Heyo everyone and welcome to the first edition of Nado’s Nuances!
In this series I’m going to try and cover just some smaller things to think about while you play! Some thought processes are hard to pick up on while just watching games, so hopefully I can help lend some insight on why some players make the plays they do.
For this first week of nuanced plays, we are going to go over “Stack Chicken”.
The basic concept of stack chicken, is whoever creates a stack first, be it with a summon or an enter ability or whatever it may be, opens up the opportunity for their opponent to react before it resolves.
So how does this apply to FFTCG??
Let’s start with an example.
You have just played Baugauven(7-014) and you have a Goblin(4-012) on the field. You can haste the Baug, and let’s say you have another copy in hand for S ability. You wanna go big right? Let’s say your opponent has a naked wol just waiting to be killed.
Sounds good, right? You go to activate the goblin, and you have gone first on stack chicken. Your opponent stacks a Diabolos to kill Baug before it ever gains haste, and now your forward is dead and your goblin is gone. Ouch.
Let’s say you wait, you read this article as I wrote it and you avoid the Diabolos blowout, you pass turn. Your opponent now has the hard choice, do they cast Diabolos on you, risking the Goblin into special? Granted, it’s less of a blowout on their side, but the choice remains.
So how do you take a concept like this into your games? It comes down to the good ol’ mantra of risk v. reward. Is the possible counter play to your action so huge that you would lose on the spot? Or do you just want to bait answers because jokes on them, you had a Famfrit in hand the whole time and now their Diabolos fizzles. Or maybe the answer just isn’t game losing, but if they don’t have it you pull massively ahead in tempo.

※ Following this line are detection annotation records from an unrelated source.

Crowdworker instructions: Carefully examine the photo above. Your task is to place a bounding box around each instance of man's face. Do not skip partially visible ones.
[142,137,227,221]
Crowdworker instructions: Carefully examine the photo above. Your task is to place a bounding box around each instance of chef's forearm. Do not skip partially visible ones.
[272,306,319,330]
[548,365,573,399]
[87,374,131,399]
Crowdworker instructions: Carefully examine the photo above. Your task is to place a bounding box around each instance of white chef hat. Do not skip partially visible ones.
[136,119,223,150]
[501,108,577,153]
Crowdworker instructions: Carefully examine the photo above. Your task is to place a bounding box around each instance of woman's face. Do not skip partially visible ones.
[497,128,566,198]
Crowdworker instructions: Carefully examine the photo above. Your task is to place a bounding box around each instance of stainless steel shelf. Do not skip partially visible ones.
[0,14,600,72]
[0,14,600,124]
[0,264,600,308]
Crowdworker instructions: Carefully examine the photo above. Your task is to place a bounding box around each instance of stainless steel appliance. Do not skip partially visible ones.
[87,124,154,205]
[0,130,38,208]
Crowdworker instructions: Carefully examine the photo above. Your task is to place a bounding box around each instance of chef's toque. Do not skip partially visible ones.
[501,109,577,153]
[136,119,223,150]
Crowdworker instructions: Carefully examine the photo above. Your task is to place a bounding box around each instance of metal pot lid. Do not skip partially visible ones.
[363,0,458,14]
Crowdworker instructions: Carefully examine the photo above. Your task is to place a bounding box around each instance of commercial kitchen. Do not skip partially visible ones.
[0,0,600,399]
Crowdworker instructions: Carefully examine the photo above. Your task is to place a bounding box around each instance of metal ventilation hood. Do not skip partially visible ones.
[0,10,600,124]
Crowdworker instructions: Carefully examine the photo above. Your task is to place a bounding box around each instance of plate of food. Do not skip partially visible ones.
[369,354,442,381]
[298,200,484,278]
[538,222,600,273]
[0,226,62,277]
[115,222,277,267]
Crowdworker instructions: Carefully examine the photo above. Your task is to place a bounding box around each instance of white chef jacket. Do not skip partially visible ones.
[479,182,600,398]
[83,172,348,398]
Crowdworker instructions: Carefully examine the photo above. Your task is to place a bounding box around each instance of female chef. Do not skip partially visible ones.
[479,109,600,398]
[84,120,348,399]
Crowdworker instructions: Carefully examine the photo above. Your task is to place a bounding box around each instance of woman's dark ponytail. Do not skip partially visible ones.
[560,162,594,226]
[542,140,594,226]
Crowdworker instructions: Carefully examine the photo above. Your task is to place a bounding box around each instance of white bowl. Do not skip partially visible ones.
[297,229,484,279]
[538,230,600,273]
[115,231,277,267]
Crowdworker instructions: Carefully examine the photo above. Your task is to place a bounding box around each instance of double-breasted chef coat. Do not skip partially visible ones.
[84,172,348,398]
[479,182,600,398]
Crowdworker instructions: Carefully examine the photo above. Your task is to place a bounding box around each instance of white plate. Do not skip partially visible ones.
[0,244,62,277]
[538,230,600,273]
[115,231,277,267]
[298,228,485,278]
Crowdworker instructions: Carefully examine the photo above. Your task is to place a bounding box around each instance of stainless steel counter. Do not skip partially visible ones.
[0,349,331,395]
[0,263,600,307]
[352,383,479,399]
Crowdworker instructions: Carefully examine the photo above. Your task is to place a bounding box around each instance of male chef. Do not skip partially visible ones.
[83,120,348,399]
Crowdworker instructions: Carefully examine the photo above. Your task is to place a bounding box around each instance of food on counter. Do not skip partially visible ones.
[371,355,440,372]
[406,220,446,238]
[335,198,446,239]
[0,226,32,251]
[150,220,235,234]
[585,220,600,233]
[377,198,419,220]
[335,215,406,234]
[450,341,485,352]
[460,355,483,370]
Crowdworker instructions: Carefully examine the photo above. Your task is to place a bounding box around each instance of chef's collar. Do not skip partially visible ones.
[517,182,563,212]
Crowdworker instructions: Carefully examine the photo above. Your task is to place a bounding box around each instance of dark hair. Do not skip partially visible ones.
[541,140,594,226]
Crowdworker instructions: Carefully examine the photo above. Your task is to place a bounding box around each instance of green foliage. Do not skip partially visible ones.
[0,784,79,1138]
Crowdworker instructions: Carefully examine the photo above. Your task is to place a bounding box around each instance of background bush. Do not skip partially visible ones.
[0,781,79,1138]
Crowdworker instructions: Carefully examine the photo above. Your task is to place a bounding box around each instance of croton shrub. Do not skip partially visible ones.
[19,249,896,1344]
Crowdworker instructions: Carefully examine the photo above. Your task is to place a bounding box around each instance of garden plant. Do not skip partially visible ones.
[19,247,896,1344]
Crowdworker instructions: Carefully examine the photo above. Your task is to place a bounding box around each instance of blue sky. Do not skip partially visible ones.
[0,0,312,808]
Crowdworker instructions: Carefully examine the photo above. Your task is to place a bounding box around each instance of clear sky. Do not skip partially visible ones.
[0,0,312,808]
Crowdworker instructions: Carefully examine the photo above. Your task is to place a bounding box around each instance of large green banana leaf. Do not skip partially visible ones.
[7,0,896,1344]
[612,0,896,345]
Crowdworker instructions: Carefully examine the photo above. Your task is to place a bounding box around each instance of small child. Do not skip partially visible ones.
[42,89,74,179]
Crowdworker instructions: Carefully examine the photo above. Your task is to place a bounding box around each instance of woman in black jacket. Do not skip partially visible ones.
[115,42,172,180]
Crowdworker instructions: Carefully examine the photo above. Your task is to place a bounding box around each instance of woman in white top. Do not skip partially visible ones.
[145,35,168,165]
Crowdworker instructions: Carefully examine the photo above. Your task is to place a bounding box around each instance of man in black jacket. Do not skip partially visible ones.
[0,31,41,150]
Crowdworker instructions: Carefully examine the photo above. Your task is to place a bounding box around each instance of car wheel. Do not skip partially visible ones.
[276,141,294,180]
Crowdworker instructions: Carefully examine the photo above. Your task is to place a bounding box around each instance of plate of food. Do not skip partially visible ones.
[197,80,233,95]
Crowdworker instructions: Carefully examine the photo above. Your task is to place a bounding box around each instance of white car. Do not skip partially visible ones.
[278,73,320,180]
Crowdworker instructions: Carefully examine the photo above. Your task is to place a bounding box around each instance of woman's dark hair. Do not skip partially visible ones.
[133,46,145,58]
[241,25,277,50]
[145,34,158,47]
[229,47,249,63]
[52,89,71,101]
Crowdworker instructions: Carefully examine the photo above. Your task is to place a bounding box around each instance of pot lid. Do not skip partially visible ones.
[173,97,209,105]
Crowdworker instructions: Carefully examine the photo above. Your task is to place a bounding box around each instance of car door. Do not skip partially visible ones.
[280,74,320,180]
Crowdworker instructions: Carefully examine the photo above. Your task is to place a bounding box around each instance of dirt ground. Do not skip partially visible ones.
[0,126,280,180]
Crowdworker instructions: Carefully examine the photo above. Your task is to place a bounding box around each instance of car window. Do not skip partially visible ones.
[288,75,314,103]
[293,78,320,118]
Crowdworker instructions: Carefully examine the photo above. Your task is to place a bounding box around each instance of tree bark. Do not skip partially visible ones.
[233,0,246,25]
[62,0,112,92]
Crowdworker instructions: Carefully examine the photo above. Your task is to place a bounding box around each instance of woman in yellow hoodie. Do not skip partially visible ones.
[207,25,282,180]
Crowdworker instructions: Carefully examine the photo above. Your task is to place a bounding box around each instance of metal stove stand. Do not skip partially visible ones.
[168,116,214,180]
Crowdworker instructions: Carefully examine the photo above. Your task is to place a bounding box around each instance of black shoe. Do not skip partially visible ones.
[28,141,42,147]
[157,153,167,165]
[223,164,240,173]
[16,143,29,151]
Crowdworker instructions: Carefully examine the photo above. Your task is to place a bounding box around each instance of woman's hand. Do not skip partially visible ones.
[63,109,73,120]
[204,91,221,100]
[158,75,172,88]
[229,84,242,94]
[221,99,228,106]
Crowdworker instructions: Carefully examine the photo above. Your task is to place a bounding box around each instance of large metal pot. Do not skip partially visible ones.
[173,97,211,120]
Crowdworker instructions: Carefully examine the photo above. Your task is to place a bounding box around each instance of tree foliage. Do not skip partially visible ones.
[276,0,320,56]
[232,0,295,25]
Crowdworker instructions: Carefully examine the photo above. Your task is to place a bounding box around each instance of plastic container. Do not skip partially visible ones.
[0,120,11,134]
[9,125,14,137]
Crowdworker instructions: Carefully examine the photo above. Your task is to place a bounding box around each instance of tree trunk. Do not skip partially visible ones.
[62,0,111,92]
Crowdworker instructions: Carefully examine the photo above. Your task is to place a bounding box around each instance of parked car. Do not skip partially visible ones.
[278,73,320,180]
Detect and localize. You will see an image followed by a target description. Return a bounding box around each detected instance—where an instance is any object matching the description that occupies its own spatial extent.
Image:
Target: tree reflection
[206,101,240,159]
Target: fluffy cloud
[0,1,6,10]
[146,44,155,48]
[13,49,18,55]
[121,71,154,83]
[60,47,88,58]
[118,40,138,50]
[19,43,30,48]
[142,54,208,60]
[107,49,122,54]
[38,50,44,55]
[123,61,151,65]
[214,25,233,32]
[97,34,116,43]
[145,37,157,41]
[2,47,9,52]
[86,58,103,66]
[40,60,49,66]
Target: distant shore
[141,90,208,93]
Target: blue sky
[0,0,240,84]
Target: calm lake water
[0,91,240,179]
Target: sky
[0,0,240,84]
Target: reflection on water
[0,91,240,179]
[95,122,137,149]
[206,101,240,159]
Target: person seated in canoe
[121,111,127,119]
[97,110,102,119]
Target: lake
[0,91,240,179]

Let’s take another example.
Haste isn’t the only time this is relevant though, one of the most popular cards of Opus 7 so far has been Yuri. Yuri opens a lot of interesting stack questions, depending on the situation. Let’s go with a simple one. Your opponent has an active Yuri on field and 2 active wind backups. You have a Hades (6-038) and a Shiva (3-032) in hand. You could cast the Shiva to dull Yuri, turning on Hades to kill him. ezpz right? Sure, it would work, Yuri would die and your opponent would discard, but they would also be given a window to use Yuri’s effect, dull himself and the two backups to draw a card. Instead, you could pass priority to your opponent, signalling you wish to end turn. Chances are, they will still dull Yuri to activate his effect, giving you a window to cast Hades without having to burn 2CP and your Shiva.
Just little nuanced (ayy) plays like that can really take your play to the next level! (Or down one if you are already way better than me)
Hopefully you take something out of this(even if it’s just that I’ve been playing too much fire this week), and just consider the possibilities next time you play.
Thanks for reading the first article in this series!